A little background here first though just to set everyone's mind at ease. I've had Midnight in to the Vet a number of times, not just for routine check-ups & shots, but for complete work ups, the last one was just last month. I just wanted to know in my own gut that he was healthy & not suffering with a food allergy. Well, it seems he is just fine except he has a "sensitivity" (not allergy) to corn and possibly wheat. The Vet is not sure but she was certainly impressed with the fact that I had already told her I wanted to get Midnight off of white grains and corn. In fact the Vet offered Midnight a kibble of "Science Diet" and he just smelled it and then turned his nose up at it, he just refused to eat it.

You my friend, might just be on to something here though. Fromm has CHEESE and Midnight LOVES cheese. Plus, one of their foods has BROWN rice, not white. I mean, I even refuse to eat white rice. Plus, it is really not priced that bad either. Sure beats the $16 to $19 a 4 lb bag brand that he just refused to touch AND I can have it shipped to the house too.

I may just take another person's idea and do a 24 hr fast followed by the switch to Fromm. At least I will feel better about the quality he is getting and YES you are right it DEFINITELY helps that Fromm has never been recalled.

Again, thank you!!!!!


----------



## Midnight (Jul 4, 2011)

brindle said:


> Dog is spoiled. You need to place the food down for 10-15 minutes and if he doesn't eat it, take it away. I had a foster attempt this with me and it took four days, by the fifth he ate like he was starving (he was probably pretty hungry).
> If a dog is healthy (have you taken him to the vet lately to be sure he is healthy), then he will eat eventually.
> This is not a human being we are talking about...

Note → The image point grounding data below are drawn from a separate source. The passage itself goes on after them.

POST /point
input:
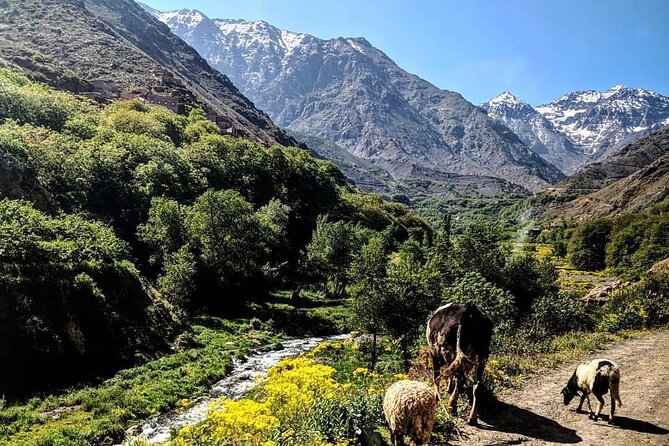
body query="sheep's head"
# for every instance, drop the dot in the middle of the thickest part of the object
(568, 395)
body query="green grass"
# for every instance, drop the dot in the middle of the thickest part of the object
(517, 359)
(101, 414)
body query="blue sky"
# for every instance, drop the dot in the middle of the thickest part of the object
(536, 49)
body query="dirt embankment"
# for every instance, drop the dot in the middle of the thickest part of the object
(535, 414)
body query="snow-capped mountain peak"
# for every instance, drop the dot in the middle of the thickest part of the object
(535, 131)
(180, 19)
(600, 122)
(506, 99)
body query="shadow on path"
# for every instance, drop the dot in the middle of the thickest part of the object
(507, 418)
(645, 427)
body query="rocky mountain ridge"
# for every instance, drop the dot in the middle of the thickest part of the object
(582, 127)
(536, 131)
(70, 43)
(350, 93)
(600, 123)
(632, 180)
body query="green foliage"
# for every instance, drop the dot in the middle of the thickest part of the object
(480, 250)
(330, 252)
(559, 313)
(68, 289)
(413, 289)
(643, 305)
(527, 279)
(628, 244)
(587, 246)
(498, 304)
(101, 414)
(28, 102)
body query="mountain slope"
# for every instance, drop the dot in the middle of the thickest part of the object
(630, 181)
(634, 193)
(69, 43)
(346, 91)
(535, 131)
(603, 122)
(630, 159)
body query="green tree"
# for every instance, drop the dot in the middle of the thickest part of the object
(528, 279)
(331, 251)
(413, 291)
(480, 250)
(369, 291)
(587, 246)
(498, 304)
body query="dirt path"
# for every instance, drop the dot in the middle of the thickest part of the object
(535, 414)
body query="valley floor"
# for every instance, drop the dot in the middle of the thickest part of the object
(535, 414)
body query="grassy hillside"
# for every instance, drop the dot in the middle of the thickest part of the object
(209, 221)
(71, 43)
(632, 180)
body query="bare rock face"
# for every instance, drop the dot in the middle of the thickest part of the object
(70, 43)
(630, 181)
(348, 92)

OH YES, Midnight has been to the vet, just last month, for a total work up to make sure he was healthy. The vet said "he might have a sensitivity to wheat and/or corn" but isn't showing the "classic signs of allergies". In fact she offered him a kibble of "Science Diet" and he turned his nose up at it.

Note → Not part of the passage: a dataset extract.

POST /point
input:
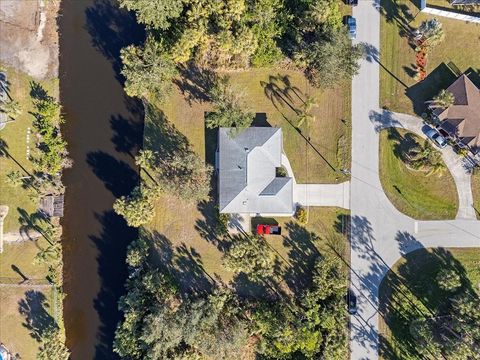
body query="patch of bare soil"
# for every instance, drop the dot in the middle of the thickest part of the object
(29, 36)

I think "PDXdogmom" had a great suggestion with Fromm. Midnight LOVES cheese AND I can have it shipped to the house (there are times when that would be a MAJOR plus for me) and it's never been recalled?? Oh yeah, we like this. Plus, it is really not a bad price at all and yes I may well do the fasting thing for 24 to 48 hours and then do the switch over cold-turkey. BTW, you tell him he isn't human!!  He may differ with you. (Kidding of course.)


----------



## Sapphire-Light (Aug 8, 2010)

How is Midnight eating now?

A thing that has helped me a lot wit my picky is to have at least 2 different bags of opened kibble, so you feed brand #1 in the morning and brand #2 at night

Have you tried mixing dehydrated food? you can use the dehydrated food, for example use two spoons add water and then you add it to the dry kibble, this way it makes like a broth to add extra flavor to the kibble, Pompadour liked a lot the mix from Sojos however I haven't seen it anymore were I live 

Raw Dog Food - All Natural, Grain-Free Dog Food from Sojos


----------



## Herzo (Feb 5, 2011)

I was wondering the same thing, have you tried a topper in his food? I always add something.


----------